How to Iterate Over Rows in a DataFrame in Pandas

Pandas is a popular Python library used for data manipulation and analysis. One common task in data analysis is to iterate over the rows of a DataFrame to perform specific operations or calculations. In this article, we will explore different methods to iterate over rows in a Pandas DataFrame and understand how to access the values in each row by column names.

Method 1: Using the iterrows() Method

The iterrows() method in Pandas allows us to iterate over the rows of a DataFrame. This method returns an iterator that yields both the index of each row and a Series object containing the row values.

Example:


import pandas as pd

# Create a DataFrame
data = {'c1': [10, 11, 12], 'c2': [100, 110, 120]}
df = pd.DataFrame(data)

# Iterate over the rows using the iterrows() method
for index, row in df.iterrows():
    print(row['c1'], row['c2'])
        

In this example, we create a DataFrame called df with two columns 'c1' and 'c2'. We then use the iterrows() method to iterate over each row of the DataFrame. Inside the loop, we access the values in each row by using the column names as keys of the row object.

Note that the values returned by the iterrows() method are in the form of a Series object, which is similar to a Pandas DataFrame but contains only a single row of data. Therefore, we can access the values within each row using the column names as keys of the row Series.

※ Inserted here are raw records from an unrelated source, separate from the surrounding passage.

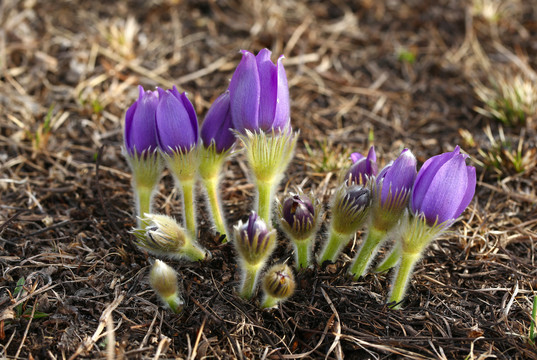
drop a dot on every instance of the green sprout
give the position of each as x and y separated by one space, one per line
507 98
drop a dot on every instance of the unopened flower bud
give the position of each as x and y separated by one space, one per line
278 284
350 208
163 279
162 235
254 240
363 168
299 216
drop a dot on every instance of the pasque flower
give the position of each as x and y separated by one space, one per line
363 167
217 127
163 279
259 93
259 101
177 124
161 235
178 135
350 209
299 217
390 199
278 285
140 149
218 139
254 242
443 189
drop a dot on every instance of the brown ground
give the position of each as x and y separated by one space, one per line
66 201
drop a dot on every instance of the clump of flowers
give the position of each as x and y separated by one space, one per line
299 218
254 242
350 205
391 192
443 189
259 101
278 285
163 279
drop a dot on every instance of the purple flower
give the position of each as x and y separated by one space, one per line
298 210
259 94
363 167
254 240
217 126
140 132
396 180
177 124
444 187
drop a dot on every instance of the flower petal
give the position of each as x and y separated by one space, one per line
174 127
244 90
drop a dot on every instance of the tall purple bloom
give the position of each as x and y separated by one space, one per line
140 132
218 126
177 124
259 93
396 180
363 167
444 187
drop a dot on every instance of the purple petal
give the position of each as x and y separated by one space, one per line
470 191
217 126
281 116
140 123
356 157
426 175
268 82
244 91
400 176
174 125
443 196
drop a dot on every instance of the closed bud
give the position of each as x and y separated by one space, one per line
162 235
350 208
163 279
278 284
254 240
298 216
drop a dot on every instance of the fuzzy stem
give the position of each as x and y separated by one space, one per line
367 251
269 302
392 259
144 199
193 252
250 274
302 252
265 190
402 278
189 210
333 247
211 185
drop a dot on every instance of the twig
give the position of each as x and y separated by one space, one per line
27 328
88 343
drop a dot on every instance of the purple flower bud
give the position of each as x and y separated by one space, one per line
218 126
279 281
140 132
350 208
298 211
254 240
259 94
177 124
444 187
363 167
396 180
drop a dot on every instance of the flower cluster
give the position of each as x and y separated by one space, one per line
161 129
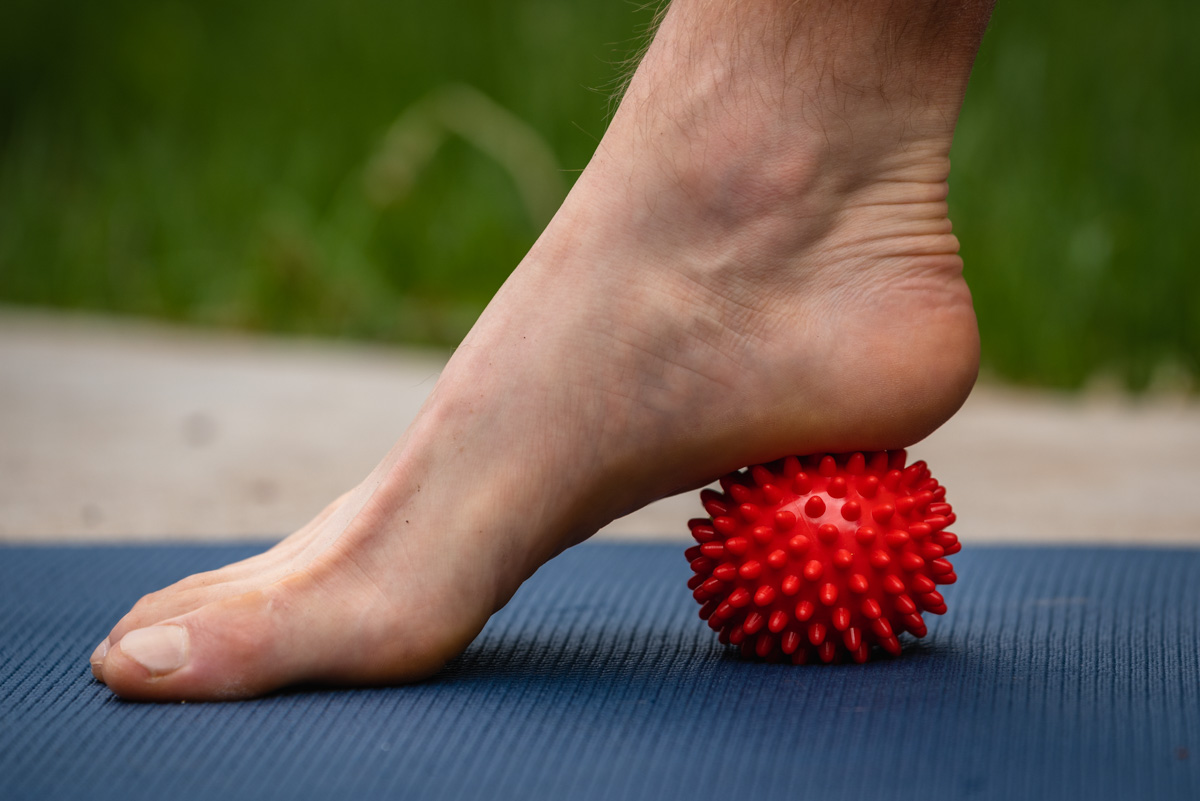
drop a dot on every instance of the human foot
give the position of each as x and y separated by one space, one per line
756 263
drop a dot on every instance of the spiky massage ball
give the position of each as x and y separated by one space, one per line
821 556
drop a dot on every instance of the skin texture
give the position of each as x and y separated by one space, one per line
757 262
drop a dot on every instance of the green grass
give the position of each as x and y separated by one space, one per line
229 164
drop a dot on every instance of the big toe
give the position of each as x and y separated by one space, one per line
289 632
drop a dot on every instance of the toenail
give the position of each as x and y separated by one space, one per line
99 655
159 649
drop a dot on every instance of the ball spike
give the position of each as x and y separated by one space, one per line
726 571
749 512
750 568
815 506
814 570
799 544
840 619
804 609
737 546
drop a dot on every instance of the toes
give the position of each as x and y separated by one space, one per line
291 632
225 649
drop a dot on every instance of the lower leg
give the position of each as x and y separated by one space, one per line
757 262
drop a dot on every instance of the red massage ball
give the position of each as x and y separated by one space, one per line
822 556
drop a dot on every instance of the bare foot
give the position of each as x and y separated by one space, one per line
757 262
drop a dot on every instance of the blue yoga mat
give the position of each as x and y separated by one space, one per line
1059 673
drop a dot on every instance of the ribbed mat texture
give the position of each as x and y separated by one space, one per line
1059 673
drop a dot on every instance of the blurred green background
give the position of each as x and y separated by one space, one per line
373 168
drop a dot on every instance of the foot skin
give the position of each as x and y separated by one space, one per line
741 273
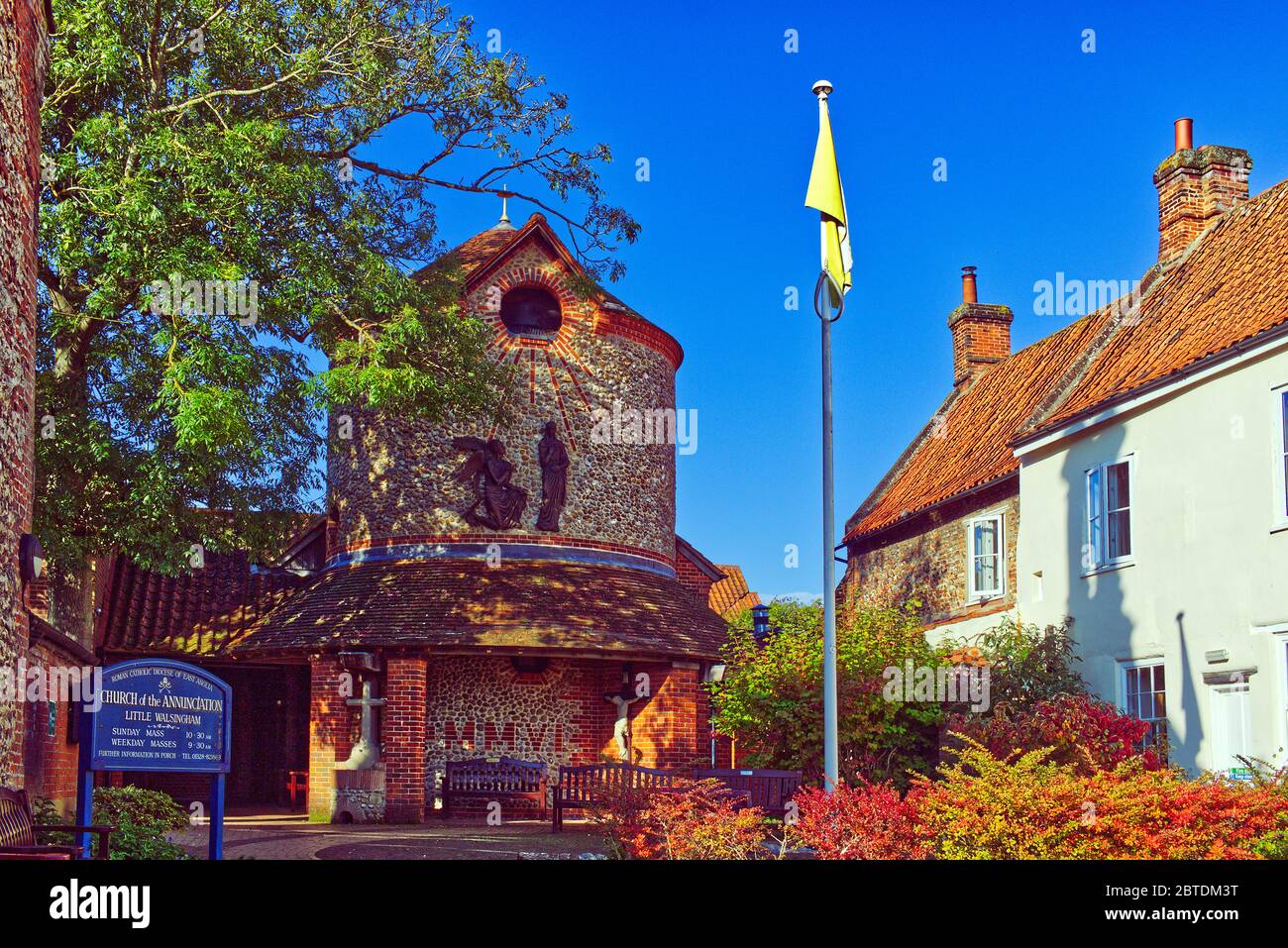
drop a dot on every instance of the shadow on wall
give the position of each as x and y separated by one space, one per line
893 576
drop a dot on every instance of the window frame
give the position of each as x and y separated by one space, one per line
973 594
1124 668
1100 545
1279 458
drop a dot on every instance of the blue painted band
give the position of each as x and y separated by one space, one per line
544 552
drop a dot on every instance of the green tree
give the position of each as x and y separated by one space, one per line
772 695
228 141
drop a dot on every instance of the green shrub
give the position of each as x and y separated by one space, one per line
1028 665
772 697
142 819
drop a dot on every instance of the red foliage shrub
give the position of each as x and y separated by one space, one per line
1028 806
1083 733
695 820
867 822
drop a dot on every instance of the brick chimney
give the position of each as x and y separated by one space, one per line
1196 185
982 333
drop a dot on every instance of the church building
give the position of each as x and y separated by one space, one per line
475 588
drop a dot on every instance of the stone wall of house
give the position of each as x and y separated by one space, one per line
24 60
926 559
51 749
391 478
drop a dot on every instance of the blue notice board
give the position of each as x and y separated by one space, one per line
161 715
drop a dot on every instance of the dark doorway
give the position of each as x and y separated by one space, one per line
270 725
270 738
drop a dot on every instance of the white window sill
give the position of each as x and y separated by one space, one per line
1109 569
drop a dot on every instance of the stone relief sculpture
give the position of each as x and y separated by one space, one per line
554 478
497 502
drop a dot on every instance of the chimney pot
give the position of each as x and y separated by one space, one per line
982 333
1196 185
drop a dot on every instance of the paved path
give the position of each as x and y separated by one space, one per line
291 837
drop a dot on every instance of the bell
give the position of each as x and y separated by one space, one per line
531 312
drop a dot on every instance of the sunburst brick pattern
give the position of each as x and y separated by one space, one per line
394 479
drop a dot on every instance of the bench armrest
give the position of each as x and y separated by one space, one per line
103 832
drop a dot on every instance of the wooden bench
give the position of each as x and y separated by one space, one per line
769 790
18 832
494 779
590 785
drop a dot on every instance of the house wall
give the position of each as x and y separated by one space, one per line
1209 570
927 559
24 59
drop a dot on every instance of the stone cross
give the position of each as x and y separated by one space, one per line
366 753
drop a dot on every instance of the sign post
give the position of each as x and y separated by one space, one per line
158 716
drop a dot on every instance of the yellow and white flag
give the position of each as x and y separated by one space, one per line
827 196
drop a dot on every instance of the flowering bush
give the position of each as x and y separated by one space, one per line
864 822
1028 806
694 820
772 695
1085 733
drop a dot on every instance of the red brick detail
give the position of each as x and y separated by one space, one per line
692 579
50 759
402 734
982 337
670 729
333 732
1196 185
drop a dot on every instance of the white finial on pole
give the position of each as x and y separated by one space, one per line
503 223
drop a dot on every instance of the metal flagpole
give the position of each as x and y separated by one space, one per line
829 742
823 308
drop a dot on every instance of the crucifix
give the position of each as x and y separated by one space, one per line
366 753
622 700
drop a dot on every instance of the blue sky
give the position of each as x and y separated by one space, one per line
1048 155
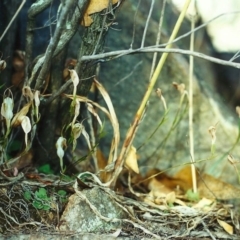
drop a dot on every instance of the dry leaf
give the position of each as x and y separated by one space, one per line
228 228
23 112
94 7
205 205
131 160
211 187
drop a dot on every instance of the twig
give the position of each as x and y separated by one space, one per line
54 42
190 98
13 18
147 23
158 37
58 93
134 24
120 53
132 130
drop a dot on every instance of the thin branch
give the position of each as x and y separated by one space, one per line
147 23
116 54
58 93
191 105
134 24
54 42
158 37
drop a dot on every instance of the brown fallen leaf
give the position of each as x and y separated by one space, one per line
94 7
131 160
227 227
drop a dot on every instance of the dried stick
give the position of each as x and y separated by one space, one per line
158 37
54 42
121 53
132 130
147 23
190 98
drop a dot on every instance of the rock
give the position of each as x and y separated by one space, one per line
80 218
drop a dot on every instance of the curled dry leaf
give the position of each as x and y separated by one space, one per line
94 113
37 102
238 111
131 160
27 92
23 112
60 145
180 87
75 80
76 103
26 126
94 7
3 65
227 227
76 131
7 108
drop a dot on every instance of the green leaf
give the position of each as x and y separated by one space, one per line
42 194
62 193
37 204
46 169
27 195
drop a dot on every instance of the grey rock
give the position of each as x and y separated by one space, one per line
80 218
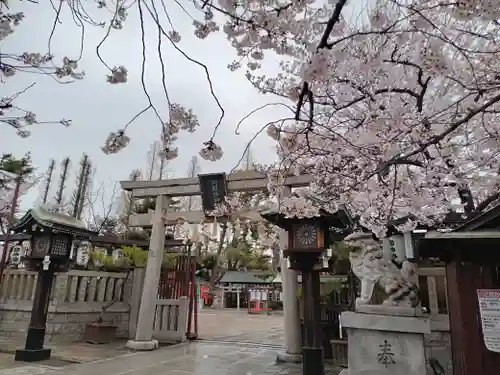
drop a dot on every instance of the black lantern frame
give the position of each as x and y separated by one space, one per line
308 238
51 235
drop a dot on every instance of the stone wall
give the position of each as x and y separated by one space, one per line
77 298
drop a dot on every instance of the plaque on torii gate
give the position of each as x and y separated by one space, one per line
213 188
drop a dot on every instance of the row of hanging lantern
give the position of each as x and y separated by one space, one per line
208 233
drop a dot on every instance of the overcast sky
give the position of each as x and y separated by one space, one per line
97 107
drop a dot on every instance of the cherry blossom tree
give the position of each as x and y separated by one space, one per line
396 112
393 107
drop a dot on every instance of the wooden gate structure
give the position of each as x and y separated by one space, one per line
472 265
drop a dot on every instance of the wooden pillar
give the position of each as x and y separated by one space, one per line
312 350
34 350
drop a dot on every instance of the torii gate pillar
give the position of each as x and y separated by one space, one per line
144 333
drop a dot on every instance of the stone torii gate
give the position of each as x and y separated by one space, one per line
241 181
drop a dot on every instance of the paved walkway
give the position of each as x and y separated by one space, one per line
196 358
218 324
231 343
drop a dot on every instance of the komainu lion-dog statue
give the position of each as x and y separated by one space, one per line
371 267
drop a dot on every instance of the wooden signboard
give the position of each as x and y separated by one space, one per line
213 189
489 309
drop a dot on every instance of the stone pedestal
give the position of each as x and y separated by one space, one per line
381 344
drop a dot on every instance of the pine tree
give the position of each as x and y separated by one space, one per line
78 199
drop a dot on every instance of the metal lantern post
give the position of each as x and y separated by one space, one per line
307 241
51 239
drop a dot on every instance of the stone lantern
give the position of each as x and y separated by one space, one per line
52 235
308 239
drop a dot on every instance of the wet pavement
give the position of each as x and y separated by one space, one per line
231 343
196 358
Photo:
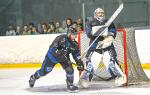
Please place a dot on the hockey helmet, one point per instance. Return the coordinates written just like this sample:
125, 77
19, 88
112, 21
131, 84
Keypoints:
98, 10
71, 30
72, 33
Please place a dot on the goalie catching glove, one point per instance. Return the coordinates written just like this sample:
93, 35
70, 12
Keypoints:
80, 66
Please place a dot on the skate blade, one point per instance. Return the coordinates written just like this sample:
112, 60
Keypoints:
75, 91
120, 81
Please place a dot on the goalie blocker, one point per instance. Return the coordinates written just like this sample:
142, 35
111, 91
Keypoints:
102, 39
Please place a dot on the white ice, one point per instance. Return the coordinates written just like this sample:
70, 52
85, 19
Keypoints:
15, 82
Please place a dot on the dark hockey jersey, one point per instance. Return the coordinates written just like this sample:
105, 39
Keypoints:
95, 22
62, 46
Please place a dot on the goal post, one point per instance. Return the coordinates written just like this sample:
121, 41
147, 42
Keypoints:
127, 55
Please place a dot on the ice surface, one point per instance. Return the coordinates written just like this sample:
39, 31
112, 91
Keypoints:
15, 82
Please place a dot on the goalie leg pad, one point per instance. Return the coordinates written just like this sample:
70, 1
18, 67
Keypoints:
84, 80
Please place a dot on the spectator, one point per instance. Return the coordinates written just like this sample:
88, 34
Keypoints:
44, 28
51, 27
79, 24
25, 30
18, 30
32, 29
68, 22
63, 27
11, 31
58, 27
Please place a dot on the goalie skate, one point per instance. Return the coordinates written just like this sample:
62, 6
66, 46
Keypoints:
120, 81
72, 89
83, 83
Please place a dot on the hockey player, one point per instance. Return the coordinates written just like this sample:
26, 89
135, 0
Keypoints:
103, 45
59, 52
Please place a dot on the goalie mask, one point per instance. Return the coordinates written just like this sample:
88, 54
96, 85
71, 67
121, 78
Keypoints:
72, 33
99, 14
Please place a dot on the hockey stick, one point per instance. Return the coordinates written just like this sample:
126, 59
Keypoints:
112, 18
104, 79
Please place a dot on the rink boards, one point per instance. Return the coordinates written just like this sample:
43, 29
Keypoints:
28, 51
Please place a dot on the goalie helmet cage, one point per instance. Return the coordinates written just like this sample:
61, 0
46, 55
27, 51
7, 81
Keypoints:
127, 55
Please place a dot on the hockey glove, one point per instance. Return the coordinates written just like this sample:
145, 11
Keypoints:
80, 66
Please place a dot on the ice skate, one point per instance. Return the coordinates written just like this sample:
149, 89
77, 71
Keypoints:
120, 81
32, 81
71, 88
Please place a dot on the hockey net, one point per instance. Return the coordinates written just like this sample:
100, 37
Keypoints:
127, 55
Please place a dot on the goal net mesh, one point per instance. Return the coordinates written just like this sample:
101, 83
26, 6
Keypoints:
134, 72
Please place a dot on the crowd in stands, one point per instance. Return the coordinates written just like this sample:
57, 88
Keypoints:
44, 28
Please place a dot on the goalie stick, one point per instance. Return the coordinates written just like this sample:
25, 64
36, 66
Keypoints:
104, 79
112, 18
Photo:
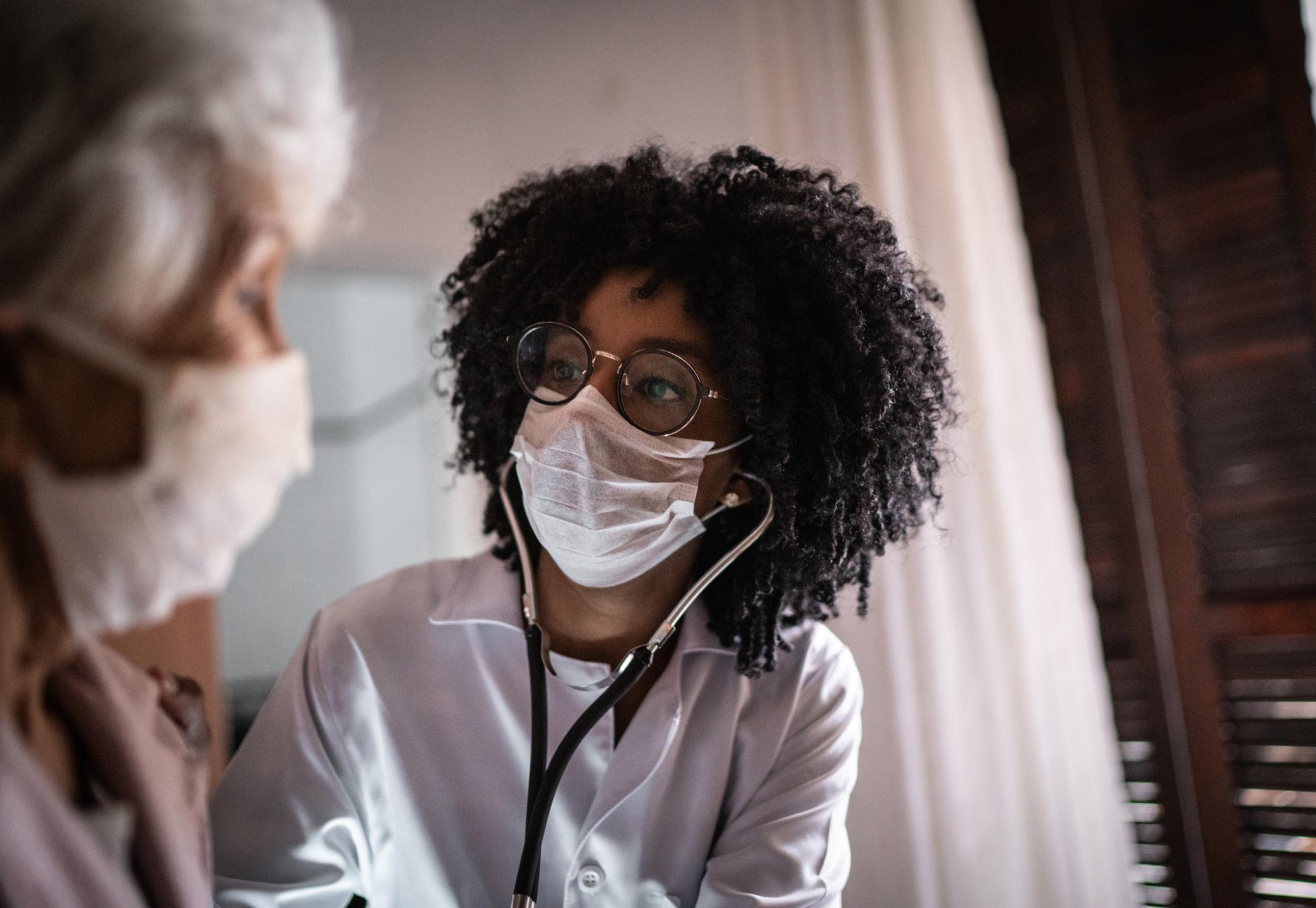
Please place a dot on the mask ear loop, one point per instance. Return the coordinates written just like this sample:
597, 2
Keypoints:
669, 624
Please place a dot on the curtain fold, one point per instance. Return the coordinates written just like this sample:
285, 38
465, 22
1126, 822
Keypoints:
990, 772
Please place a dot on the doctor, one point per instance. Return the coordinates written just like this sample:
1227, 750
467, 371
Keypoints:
159, 163
645, 339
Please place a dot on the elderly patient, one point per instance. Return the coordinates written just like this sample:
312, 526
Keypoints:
157, 161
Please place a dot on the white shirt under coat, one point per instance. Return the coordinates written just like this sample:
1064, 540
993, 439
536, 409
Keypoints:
392, 761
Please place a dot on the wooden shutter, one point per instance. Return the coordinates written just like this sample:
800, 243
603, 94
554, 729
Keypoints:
1167, 168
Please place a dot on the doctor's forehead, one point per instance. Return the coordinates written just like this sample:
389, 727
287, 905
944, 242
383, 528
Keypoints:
618, 322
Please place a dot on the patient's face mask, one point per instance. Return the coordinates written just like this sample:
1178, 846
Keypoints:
607, 501
223, 441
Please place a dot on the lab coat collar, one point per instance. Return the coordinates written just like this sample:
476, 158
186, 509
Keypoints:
485, 592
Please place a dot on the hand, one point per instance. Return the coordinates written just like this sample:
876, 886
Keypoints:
185, 703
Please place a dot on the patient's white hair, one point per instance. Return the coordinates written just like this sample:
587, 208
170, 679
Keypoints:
138, 138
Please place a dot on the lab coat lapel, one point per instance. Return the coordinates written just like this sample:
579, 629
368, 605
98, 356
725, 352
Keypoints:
643, 747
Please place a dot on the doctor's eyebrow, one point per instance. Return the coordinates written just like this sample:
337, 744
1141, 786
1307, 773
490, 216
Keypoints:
689, 349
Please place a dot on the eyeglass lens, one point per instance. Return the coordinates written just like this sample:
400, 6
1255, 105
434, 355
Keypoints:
657, 391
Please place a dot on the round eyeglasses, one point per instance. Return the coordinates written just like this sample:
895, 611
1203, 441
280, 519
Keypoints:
657, 391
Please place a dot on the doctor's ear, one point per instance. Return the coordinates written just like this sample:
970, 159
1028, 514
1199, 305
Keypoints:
739, 492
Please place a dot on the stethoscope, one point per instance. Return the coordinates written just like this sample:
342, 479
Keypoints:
544, 780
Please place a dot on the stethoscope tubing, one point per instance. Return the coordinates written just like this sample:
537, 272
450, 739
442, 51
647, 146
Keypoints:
545, 780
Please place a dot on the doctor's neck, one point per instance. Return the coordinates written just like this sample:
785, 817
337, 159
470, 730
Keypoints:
605, 624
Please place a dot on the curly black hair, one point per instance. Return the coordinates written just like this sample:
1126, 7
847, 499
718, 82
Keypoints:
823, 330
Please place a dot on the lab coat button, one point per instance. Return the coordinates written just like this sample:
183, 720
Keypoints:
592, 878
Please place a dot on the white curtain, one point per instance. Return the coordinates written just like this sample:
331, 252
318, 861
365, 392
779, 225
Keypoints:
990, 774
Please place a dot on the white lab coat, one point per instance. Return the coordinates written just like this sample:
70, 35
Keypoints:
392, 761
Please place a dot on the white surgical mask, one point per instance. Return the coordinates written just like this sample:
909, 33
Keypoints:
222, 443
607, 501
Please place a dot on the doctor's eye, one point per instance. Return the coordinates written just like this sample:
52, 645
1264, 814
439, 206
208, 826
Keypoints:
564, 372
660, 390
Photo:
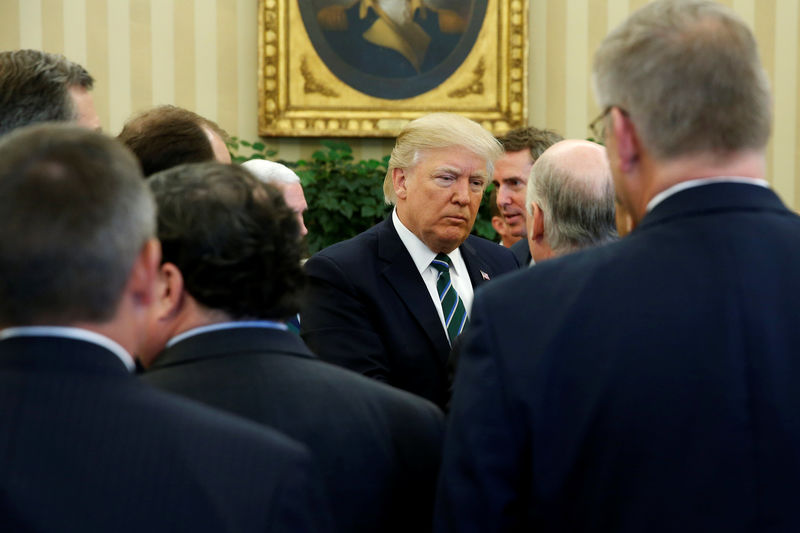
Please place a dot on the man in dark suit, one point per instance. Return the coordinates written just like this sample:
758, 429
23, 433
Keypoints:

Method 2: Using the itertuples() Method

The itertuples() method is another efficient way to iterate over the rows of a DataFrame in Pandas. This method returns an iterator that yields a named tuple for each row, where each attribute of the named tuple corresponds to a column in the DataFrame.

Example:


import pandas as pd

# Create a DataFrame
data = {'c1': [10, 11, 12], 'c2': [100, 110, 120]}
df = pd.DataFrame(data)

# Iterate over the rows using the itertuples() method
for row in df.itertuples():
    print(row.c1, row.c2)
        

In this example, we create a DataFrame called df with the same columns as the previous example. We then use the itertuples() method to iterate over each row of the DataFrame. Inside the loop, we access the values in each row by using the attributes of the named tuple, which correspond to the column names.

The itertuples() method returns a named tuple with the following structure: namedtuple('Pandas', ['Index', 'c1', 'c2', ...]). The first attribute, Index, represents the index of each row, and the subsequent attributes correspond to the column names in the DataFrame.

Although the itertuples() method may be slightly faster than the iterrows() method, it provides less flexibility, as the values in each row can only be accessed by their attribute names instead of the column names.

Method 3: Using the apply() Method

The apply() method in Pandas can also be used to iterate over the rows of a DataFrame. This method applies a function to each row or column of the DataFrame and returns a new Series or DataFrame, depending on the function used.

Example 1: Using a Lambda Function


import pandas as pd

# Create a DataFrame
data = {'c1': [10, 11, 12], 'c2': [100, 110, 120]}
df = pd.DataFrame(data)

# Iterate over the rows using the apply() method with a lambda function
df.apply(lambda row: print(row['c1'], row['c2']), axis=1)
        

In this example, we create a DataFrame called df with the same columns as the previous examples. We then use the apply() method with a lambda function to iterate over each row of the DataFrame. Inside the lambda function, we access the values in each row using the column names as keys of the row object.

Note that we need to specify the axis=1 parameter in order to apply the lambda function to each row instead of each column.

Example 2: Using a Custom Function


import pandas as pd

# Create a DataFrame
data = {'c1': [10, 11, 12], 'c2': [100, 110, 120]}
df = pd.DataFrame(data)

# Define a custom function to be applied to each row
def print_row_values(row):
    print(row['c1'], row['c2'])

# Iterate over the rows using the apply() method with a custom function
df.apply(print_row_values, axis=1)
        

In this example, we create a custom function called print_row_values(), which takes a row as input and prints the values of 'c1' and 'c2'. We then use the apply() method with the custom function to iterate over each row of the DataFrame.

Using the apply() method with a custom function provides more flexibility, as we can define any desired operations or calculations within the custom function.

Choosing the Right Method

When choosing a method to iterate over rows in a Pandas DataFrame, consider the following factors:

  • Performance: itertuples() is the fastest method, followed by iterrows() and then apply(). However, the performance difference may be negligible for small to medium-sized DataFrames.
  • Flexibility: iterrows() and apply() provide more flexibility in accessing and manipulating the values in each row, while itertuples() requires using the attribute names of the named tuple.
  • Memory Usage: itertuples() and apply() may use more memory compared to iterrows(), as they create additional data structures.

It is generally recommended to use the most appropriate method based on the specific requirements of your analysis.